"Whatever the risk, Senators McCain and Obama were all-in by the end of the day Wednesday," Cooper writes. "The politics are especially complex for Mr. McCain, who took the bigger gamble earlier in the day by assertively claiming a leadership role."
Does anyone think that bringing campaigns into the negotiating room will help negotiations? And do negotiators need the fate of the first presidential debate added to the agenda?
"It was unclear whether the return of Sens. McCain and Obama to the capital would provide the jolt needed to reach a bipartisan deal that gives cover to politicians of both parties. And it was unclear who would benefit most from the new jockeying between the presidential contenders," The Wall Street Journal's Laura Meckler, Elizabeth Holmes and Christopher Cooper report.

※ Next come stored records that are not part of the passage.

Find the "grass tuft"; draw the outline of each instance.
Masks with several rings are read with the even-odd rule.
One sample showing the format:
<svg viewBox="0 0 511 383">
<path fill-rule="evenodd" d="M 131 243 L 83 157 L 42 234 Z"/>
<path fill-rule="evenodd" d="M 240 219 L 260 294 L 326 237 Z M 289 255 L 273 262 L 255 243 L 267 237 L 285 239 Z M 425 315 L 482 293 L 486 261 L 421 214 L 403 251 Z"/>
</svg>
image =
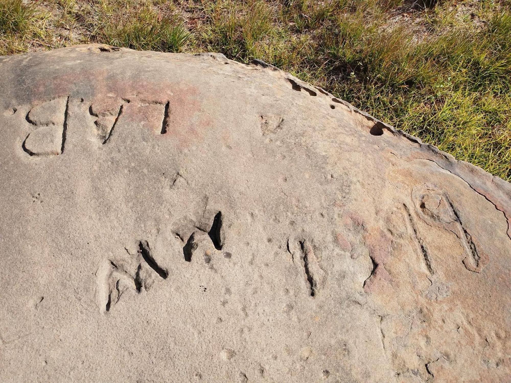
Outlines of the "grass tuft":
<svg viewBox="0 0 511 383">
<path fill-rule="evenodd" d="M 0 0 L 0 54 L 100 42 L 258 58 L 511 181 L 510 6 L 507 0 Z"/>
</svg>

"Mr. McCain's actions not only cast doubt on whether the highly anticipated debate would come off, but also thrust an unpredictable new element into the negotiations for the bailout, with some Democrats warning that Mr. McCain's intervention could derail progress being made on the rescue package," Elisabeth Bumiller and Jeff Zeleny report in The New York Times.
"The fast-moving developments sent behind-the-scenes talks on Capitol Hill colliding with a fierce presidential campaign now heading into its final five weeks," Susan Page and Kathy Kiely write for USA Today. "McCain's move -- praised by some Republicans as a sign of leadership, ridiculed by Democrats as grandstanding -- was a gamble that might recast a slipping campaign. It also could affect what is likely to be the biggest bailout in U.S. history."
But things are close: "We're heading towards a deal today," ABC's George Stephanopoulos reported on "Good Morning America" Thursday. "You've got so many of the major players now bought into the idea that you have to have a solution. . . . If the framework is put into place today, there will be a debate tomorrow."
As negotiations resume on the Hill Thursday morning, it's looking good: "Senior lawmakers and Bush administration officials have cleared away key obstacles to a deal on the unprecedented rescue, agreeing to include widely supported limits on pay packages for executives whose companies benefit," the AP's Julie Hirschfeld Davis reports.
Whether or not a deal happens Thursday, McCain was not operating from a position of strength here: Recall that the campaign's message earlier in the day was focused on why the new ABC News/Washington Post poll showing Obama plus-9 (and plus-24 on the economy) was wrong.
"It reflects not only the deep concerns of Republican and Democratic leaders about the grave state of the economy, but also the shifting dynamics in a presidential contest that polls suggest has swung in Obama's favor," Scott Helman reports in The Boston Globe. "Voters' focus on the Wall Street crisis and the economy -- long an advantage for Obama -- has helped give him an edge this week nationally and in key battleground states."
"It's the longest Hail Mary pass in the history of either football or Marys," said Rep. Barney Frank, D-Mass., chairman of the House Financial Services Committee.
"Make no mistake: there is a reason that the guy behind in the polls did this," Howard Wolfson blogs for The New Republic.